= Hebdomada Aenigmatum =

Italian puzzle magazine in Latin

Hebdomada Aenigmatum is the first magazine of crosswords in Latin.

==Contents==
The magazine features several crosswords and word puzzles in Latin, a variation of Sudoku with Roman numerals, a section with global news, a comic strip of Incredibilis Snupius (English: Snoopy) and a section on miscellaneous subjects (including films, recipes and sport).
Special editions included two Christmas editions (“Editio Natalicia”) in December 2014 and December 2015 and the “Ego sum Carolus” (Je suis Charlie) edition in January 2015 to support freedom of speech after the terrorist attack at the French satirical weekly newspaper Charlie Hebdo in Paris.
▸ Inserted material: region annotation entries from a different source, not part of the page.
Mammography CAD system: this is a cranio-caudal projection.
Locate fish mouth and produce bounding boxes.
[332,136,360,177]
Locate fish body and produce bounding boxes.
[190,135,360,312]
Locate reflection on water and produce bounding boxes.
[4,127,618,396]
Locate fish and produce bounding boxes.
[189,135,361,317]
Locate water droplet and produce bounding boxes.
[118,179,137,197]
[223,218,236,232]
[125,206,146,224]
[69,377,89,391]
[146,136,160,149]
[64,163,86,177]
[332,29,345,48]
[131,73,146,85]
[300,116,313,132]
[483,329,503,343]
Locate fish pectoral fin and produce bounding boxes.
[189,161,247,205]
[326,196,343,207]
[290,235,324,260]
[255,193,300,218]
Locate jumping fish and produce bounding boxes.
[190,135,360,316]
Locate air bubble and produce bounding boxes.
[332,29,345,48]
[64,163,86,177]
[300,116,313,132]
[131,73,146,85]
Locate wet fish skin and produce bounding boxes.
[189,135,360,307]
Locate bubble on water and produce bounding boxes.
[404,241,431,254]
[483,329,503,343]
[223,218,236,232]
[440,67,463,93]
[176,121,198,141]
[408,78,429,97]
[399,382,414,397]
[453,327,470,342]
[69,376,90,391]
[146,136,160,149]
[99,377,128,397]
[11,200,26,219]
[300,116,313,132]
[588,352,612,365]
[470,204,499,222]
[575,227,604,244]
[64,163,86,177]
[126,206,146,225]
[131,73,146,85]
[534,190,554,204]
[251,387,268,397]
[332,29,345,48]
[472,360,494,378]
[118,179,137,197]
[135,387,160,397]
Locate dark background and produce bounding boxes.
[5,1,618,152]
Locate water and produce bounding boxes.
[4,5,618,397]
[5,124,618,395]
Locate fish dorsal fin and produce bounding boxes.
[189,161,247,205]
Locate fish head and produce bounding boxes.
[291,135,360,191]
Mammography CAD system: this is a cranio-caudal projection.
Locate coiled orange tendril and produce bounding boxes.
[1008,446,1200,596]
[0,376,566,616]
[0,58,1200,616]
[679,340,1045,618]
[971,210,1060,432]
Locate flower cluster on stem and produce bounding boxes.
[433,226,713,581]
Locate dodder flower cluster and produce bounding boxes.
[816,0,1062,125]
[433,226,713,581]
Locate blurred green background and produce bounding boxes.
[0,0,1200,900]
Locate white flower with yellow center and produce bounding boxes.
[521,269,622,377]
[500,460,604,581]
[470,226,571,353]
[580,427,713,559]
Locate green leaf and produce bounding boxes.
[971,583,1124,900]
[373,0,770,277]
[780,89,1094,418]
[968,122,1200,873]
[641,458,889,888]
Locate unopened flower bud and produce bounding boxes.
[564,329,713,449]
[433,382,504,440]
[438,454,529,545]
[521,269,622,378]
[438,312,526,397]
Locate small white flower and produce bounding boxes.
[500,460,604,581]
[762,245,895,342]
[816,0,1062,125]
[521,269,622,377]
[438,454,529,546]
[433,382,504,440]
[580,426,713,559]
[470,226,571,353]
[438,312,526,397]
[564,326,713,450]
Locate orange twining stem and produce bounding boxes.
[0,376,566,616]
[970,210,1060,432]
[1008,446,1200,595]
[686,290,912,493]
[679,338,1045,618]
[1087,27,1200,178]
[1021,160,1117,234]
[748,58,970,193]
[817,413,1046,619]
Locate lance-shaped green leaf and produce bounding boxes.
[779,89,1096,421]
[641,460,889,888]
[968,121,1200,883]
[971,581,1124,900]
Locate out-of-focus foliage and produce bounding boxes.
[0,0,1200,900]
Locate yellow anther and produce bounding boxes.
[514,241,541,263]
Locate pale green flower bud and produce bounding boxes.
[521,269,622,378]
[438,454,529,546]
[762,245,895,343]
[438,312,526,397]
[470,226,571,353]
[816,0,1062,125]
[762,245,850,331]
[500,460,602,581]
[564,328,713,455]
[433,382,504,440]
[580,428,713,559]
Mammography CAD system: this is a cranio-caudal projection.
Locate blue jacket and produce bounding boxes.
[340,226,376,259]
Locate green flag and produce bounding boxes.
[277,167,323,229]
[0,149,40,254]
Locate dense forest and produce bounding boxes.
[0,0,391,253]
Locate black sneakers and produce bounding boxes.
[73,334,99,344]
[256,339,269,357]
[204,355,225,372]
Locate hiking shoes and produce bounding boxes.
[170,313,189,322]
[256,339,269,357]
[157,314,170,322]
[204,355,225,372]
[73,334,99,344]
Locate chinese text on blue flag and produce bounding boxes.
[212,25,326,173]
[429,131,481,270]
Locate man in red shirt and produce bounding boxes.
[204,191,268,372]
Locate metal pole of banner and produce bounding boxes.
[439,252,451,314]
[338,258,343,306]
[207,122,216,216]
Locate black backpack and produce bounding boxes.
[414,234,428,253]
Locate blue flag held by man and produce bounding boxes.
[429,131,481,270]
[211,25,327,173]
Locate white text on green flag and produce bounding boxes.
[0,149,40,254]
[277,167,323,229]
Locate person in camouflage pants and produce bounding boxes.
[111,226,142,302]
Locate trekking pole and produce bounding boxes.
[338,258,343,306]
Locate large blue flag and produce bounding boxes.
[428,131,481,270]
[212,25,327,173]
The first crossword puzzle in ancient Greek appeared in April 2015 as an annex to the 9th issue of Hebdomada Aenigmatum. It developed into a separate magazine with the name of Ὀνόματα Kεχιασμένα (Onomata Kechiasmena). with crosswords, word puzzles, join-the-dots where the dots are sequentially marked with Greek letters, a strip of Asterix in ancient Greek, two pages of recent news in ancient Greek in collaboration with Akropolis World News.

==Organization and initiatives==
Launched in June 2014, Hebdomada Aenigmatum is published monthly and is available free of charge upon registration on the website.
The editor-in-chief is Lucas Cupidus in collaboration with Herimannus Novocomensis, Iconoclastes, Lydia Ariminensis, Theodorus.

A contest of Latin crosswords (Certamen Aenigmatum Latinorum) has been organized twice by the Greek-Latin Festival in 2016 and 2018 at the École normale supérieure de Lyon. Latin crosswords have been the subject of several conferences at Scuola Normale Superiore di Pisa.

Both Hebdomada Aenigmatum and Onomata Kechiasmena are included in a memorandum of understanding with the Italian Ministry of Education to promote the use of Latin and Greek crosswords as a tool to facilitate learning ancient languages.